Recent research results have given physicists hope that they’re on the right track. These results use fundamental symmetries to constrain what this celestial CFT might look like. Researchers have discovered a surprising set of mathematical relationships between these symmetries — relationships that have appeared before in certain string theories, leading some to wonder if the connection is more than coincidence. Monica Pate and Sabrina Pasterski (2021) used quantum gravitational low-energy scattering problems as the starting point to determine some of the rules the hypothetical celestial CFT must obey. They look patterns the particles make on the detector, which correspond to rules or symmetries the scattering process must obey. The symmetries demand that if you apply certain transformations to the detector, the outcome of a scattering event should remain unchanged. They discovered that the group of symmetries on the celestial sphere obeyed a thoroughly studied and well-established algebra — one that has already appeared in certain string theories and is related to the description of well-known quantum systems such as the quantum Hall effect. In 2019, Sean Cooper et.al explored the possibility that certain high-energy holographic CFT states correspond to black hole microstates with a particular structure that terminated at an end-of-the-world (ETW) brane. In string theory and other related physics theories, a brane is a dynamical object that can propagate through spacetime in accordance with quantum mechanics laws. In 2021, Stefano Antonini showed an end-of-the-world brane sitting far enough from the black hole horizon to possibly support gravity localization.

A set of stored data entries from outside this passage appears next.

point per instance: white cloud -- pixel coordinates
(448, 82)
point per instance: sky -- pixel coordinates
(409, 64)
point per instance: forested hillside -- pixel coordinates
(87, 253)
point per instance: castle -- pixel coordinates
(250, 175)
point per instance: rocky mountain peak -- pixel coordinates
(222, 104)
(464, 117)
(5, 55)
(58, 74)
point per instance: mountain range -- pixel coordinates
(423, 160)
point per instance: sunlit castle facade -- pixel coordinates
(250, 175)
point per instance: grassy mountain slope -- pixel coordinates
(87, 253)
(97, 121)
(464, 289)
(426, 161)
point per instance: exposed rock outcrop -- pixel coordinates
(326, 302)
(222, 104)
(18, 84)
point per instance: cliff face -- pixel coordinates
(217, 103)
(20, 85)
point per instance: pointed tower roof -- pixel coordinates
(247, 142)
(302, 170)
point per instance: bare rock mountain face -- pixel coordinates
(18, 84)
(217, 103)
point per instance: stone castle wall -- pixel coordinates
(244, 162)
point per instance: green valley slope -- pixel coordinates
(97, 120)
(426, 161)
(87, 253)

Both black hole entropy and AdS/CFT correspondence are giving clues that information of multiple dimensions can be encoded by lower dimensions. The latter states that every entity in one theory has a counterpart in the other theory, and there is a dictionary between those. The string theories, quantum gravity and general relativity all may describe the same reality with different amount of dimensions. Especially, spacetime could be given by the boundary of AdS space, which encodes all the information of the universe with maximum density further described by string theory in the smallest scale. If the spacetime itself emerges from a two-dimensional surface, the effects of gravity, dark matter, and the expansion of the universe driven by dark energy could be more like illusion. On the other hand, if time exits and the universe had its early development as described in the blog, the total entropy of the universe has increased all the time since the end of cosmic inflation. We can speculate if the size of the observable universe has been proportional to the total entropy, and the cosmological horizon encodes all the information inside it. Furthermore, the spherical area of the horizon has been as small as the entropy in the beginning. It is estimated that during the cosmic inflation the entropy was around 10¹⁵ kB and immediately after that jumped extremely to 10⁸⁸ kB. For the current universe it has only increased to 10¹⁰³ kB  and after 10²⁰ years will reach its maximum about 10¹²¹ kB. While amount of the entropy has increased it could show up as expansion of the universe. This year, Paul Gough proposed that information energy can account for the dark energy causing the accelerating universe expansion, which effectively solves the cosmological constant problem, allowing the cosmological constant to take the zero value. As the information dark energy density will eventually fall, the model predicts that the universe expansion will revert back to deceleration as was occurring prior to the present dark energy dominated epoch. This again reminds that some sort of cosmic coupling may exist.